Varinate 1 war es einfach es als 14,5kg Handgepäck locker leicht schwingend am Bodenpersonal vorbei zu schummeln. Wie sich heraus gestellt hat wäre das eine sehr dumme Idee gewesen, denn neben der offenen Frage, welche Akkukapazität man eigentlich in ein Flugzeug im Handgepäck mitnehmen darf (ja, es gibt da irgendwelche Limits bezüglich Gefahrengut, aber so richtig genau kann einem das die Fluglinie auch nicht beantworten und E-Wheel Richtlinien gibt es sicher noch keine), hat der Flughafen auf einmal rigoros an diesem Tag das Handgepäck aller Reisenden auf Größe und Gewicht kontrolliert und die Leute reihenweise nachzahlen lassen. Mein Firewheel hätte sowohl die vorgeschriebenen 8kg Maximalgewicht wie auch die Abmessungen ordentlich überschritten. Vielleicht hätte ich aber auch einfach an der Kontrolle vorbeifahren können…:-)?
Somit war Variante 2 dir richtige Lösung und das Firewheel musste in den Koffer. Dazu gleich der Hinweis: Ein Firewheel passt genau in einen Samsonite Hartschalen-Koffer. Allerdings bereitet das 23kg hohe Maximalgewicht größere Probleme, denn viel darf in den Koffer nicht mehr hinein um nicht auch sofort dieses Limit zu übersteigen. Es kamen somit nur noch ein paar Badeschuhe, eine Badetasche und ein bißchen Schaumgummi in den Koffer, damit mein E-Wheel diese Reise hoffentlich gut übersteht.
Am Zielort angekommen stellte sich die Uferpromenade als Traumrennstrecke für E-Wheels heraus. Rein optisch ging es unendlich weit nach Norden… (ja, ich war wirklich dort am Ende der Bucht bei dem Gebäude das man auf dem Foto noch im Hintergrund erahnen kann).
und auch unendlich weit nach Süden…
Dazu auch gleich ein Tipp: In Ägypten geht die Sonne im Oktober schon recht schnell so gegen 17 Uhr unter….das ergibt traumhaft schöne Sonnenuntergänge wenn man auf seinem elektrischen Wüstenschiff durch die Gegend reitet.

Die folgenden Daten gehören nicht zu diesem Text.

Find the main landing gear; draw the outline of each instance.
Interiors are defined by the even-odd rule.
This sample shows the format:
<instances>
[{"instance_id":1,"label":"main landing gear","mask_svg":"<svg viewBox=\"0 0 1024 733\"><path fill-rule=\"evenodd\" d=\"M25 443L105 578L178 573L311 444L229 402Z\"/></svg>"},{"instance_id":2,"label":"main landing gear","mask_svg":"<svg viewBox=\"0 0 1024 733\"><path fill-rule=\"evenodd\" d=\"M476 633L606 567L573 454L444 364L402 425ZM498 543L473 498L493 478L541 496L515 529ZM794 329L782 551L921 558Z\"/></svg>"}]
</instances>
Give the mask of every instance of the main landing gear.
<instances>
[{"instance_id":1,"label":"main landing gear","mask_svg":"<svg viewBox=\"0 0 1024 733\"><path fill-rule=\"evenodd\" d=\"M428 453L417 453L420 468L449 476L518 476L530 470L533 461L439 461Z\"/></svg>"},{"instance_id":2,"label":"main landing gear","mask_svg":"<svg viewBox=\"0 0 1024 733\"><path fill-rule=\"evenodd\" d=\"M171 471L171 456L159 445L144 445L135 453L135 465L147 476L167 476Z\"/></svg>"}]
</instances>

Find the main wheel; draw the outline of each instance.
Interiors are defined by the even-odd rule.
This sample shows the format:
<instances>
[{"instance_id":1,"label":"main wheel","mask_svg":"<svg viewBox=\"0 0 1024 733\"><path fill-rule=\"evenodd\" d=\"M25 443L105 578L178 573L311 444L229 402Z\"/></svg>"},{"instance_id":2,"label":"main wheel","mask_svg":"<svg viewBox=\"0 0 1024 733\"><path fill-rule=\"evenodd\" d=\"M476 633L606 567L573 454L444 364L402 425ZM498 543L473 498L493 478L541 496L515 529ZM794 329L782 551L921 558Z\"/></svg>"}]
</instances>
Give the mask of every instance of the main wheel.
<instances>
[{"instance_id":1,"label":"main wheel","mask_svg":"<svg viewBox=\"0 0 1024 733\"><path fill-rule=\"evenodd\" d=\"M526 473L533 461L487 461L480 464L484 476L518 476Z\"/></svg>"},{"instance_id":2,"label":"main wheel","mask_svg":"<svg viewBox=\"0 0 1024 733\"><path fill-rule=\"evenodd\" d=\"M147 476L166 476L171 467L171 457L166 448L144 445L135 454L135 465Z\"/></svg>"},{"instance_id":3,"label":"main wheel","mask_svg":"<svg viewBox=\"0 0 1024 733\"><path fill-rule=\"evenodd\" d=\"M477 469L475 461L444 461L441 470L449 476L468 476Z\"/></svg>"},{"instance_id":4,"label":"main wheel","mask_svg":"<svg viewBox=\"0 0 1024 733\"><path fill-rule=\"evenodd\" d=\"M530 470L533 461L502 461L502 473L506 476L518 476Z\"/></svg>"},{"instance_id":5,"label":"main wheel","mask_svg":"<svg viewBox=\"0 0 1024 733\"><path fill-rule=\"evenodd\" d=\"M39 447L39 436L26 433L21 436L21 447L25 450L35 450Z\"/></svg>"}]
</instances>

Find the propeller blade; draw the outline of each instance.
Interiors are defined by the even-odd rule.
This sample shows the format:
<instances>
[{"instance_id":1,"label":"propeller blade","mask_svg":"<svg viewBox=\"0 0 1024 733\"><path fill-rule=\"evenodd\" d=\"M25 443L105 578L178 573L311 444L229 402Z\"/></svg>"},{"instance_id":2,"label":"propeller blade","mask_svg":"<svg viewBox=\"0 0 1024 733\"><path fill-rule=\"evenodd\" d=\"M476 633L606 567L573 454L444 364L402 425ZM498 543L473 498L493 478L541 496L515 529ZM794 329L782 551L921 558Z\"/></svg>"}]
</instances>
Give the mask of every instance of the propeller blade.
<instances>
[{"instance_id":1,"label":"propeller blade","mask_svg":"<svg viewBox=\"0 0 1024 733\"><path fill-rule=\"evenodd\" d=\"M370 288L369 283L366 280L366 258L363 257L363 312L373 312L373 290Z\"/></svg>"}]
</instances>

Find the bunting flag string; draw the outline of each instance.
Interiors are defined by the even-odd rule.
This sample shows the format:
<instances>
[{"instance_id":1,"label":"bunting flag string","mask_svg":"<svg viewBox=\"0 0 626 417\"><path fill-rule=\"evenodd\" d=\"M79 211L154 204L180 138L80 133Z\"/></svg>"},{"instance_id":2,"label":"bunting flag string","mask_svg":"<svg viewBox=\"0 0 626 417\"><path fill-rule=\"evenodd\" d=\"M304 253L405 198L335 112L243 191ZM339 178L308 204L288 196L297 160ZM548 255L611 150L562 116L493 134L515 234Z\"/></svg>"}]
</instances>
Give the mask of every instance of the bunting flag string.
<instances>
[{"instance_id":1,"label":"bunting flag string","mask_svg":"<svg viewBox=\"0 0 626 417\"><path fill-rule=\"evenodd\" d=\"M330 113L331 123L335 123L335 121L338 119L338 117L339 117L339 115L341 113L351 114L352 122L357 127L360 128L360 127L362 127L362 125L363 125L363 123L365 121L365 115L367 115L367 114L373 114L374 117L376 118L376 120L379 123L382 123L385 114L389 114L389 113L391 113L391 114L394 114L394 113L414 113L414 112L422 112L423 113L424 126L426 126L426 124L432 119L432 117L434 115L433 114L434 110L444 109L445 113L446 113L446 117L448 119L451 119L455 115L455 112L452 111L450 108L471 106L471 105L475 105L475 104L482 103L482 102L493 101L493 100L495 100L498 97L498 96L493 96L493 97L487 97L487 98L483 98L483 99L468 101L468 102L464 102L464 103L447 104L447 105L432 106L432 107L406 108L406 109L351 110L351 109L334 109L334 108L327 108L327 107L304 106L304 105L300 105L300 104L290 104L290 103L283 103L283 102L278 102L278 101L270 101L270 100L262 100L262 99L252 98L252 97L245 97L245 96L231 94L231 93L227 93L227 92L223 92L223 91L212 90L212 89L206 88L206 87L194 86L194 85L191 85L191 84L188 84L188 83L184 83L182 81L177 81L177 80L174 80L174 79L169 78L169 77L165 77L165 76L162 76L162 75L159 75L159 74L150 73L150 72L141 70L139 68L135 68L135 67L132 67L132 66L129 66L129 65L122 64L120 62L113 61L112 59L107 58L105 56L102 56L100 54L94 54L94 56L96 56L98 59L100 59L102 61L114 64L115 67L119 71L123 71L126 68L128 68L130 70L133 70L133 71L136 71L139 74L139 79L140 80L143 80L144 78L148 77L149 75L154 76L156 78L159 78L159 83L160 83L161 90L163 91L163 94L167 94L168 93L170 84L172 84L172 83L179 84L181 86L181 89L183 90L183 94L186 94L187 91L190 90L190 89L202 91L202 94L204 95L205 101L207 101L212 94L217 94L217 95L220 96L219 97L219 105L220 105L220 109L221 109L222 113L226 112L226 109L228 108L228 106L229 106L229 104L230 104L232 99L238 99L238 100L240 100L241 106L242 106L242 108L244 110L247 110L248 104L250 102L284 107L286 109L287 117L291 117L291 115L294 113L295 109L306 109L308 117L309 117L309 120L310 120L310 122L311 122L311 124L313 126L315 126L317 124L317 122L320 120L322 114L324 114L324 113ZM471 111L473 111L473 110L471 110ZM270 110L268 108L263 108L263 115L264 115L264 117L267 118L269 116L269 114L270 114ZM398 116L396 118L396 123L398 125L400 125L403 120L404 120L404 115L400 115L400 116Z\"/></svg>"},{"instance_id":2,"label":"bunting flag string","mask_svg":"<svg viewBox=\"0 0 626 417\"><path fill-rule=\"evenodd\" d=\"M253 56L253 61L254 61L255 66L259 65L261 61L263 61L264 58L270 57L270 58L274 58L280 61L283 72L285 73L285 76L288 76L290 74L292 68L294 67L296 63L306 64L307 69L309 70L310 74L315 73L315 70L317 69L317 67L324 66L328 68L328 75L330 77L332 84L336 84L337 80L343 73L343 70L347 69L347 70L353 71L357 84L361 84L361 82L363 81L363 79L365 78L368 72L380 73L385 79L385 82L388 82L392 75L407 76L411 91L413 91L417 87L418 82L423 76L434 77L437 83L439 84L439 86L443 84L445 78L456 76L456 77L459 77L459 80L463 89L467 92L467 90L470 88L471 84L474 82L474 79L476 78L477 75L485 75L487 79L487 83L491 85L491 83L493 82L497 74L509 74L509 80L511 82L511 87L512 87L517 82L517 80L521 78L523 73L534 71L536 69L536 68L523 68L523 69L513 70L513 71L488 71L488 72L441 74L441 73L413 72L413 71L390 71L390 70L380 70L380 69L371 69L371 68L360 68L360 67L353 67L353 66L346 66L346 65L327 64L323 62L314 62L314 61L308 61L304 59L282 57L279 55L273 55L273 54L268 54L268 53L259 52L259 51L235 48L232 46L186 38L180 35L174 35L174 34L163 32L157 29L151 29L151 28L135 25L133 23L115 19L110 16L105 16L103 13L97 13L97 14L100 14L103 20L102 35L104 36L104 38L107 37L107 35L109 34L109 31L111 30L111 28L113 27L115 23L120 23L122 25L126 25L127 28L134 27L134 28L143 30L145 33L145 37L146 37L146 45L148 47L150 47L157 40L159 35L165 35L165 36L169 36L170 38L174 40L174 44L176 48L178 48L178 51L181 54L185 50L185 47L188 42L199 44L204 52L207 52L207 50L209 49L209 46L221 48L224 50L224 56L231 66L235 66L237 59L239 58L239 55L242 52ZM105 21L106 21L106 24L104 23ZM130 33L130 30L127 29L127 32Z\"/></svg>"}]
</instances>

Allerdings wird es dann schnell zappenduster und wenn man den Fehler gemacht hat seine Tour zu spät zu beginnen, weil es um 16 Uhr noch 34 Grad hatte, wird man recht hurtig von völliger Dunkelheit überrascht. Und es ist nicht wirklich lustig eine unbekannte Strecke in stockfinsterer Nacht mit seinem E-Wheel zurück zu legen, wenn findige ägyptische Bauarbeiter beim Pflastern der Promenade hin und wieder einen Stein vergessen haben, selbst wenn man ein eingebautes LED-Licht in seinem Firewheel hat…. die ganz Schlauen, so wie ich, vergessen dann noch ihr Handy sicherheitshalber im Hotel…die erste Rückfahrt in völliger Dunkelheit war somit ein wenig unentspannt und hat über eine Stunde gedauert. Für die gleiche Entfernung habe ich 2 Tage später 25 Minuten gebraucht…allerdings war es da noch hell und die Fahrt war ein bißchen angenehmer.
Wie ich feststellen musste hat dann doch jede noch so schöne Strecke irgendwo ein Ende, wobei hier die Betonung auf irgendwo liegt:
Selten zuvor so einsam gefühlt…jetzt bitte kein Patschen, sonst wird es interessant und ich werde tragetechnisch eine sehr intime Beziehung mit meinem Firewheel aufbauen.
Auf der anderen Seite des Promenade habe ich mich schon viel sicherer gefühlt, denn das Ende wurde von 2 Wachmännern in ihrem Häuschen genauestens kontrolliert…für die war ich ein Alien und sie haben sich gleich gar nicht aus dem Wachhaus getraut.
Die Mehrzahl der Ägypter hatte allerdings weniger Kontaktprobleme mit mir und wollten auch gleich mit meinem Firewheel fahren:
Naja, fahren ist vielleicht übertrieben und an der Haltung müssen wir noch ein wenig arbeiten. Ich gebe aber zu, dass meine Erklärung, er soll sich wie beim Schifahren hinstellen nicht besonders schlau war… ihm war an diesem, wie er sagte, Spätherbsttag bei 28 Grad und Wind aber auch schon kalt. Und er meinte noch, der Winter käme jetzt mit riesen Schritten. Achja, dass war der Tag, an dem mir mein Sohn erzählt hat, dass es in Mödling in der Früh 2 Grad hatte.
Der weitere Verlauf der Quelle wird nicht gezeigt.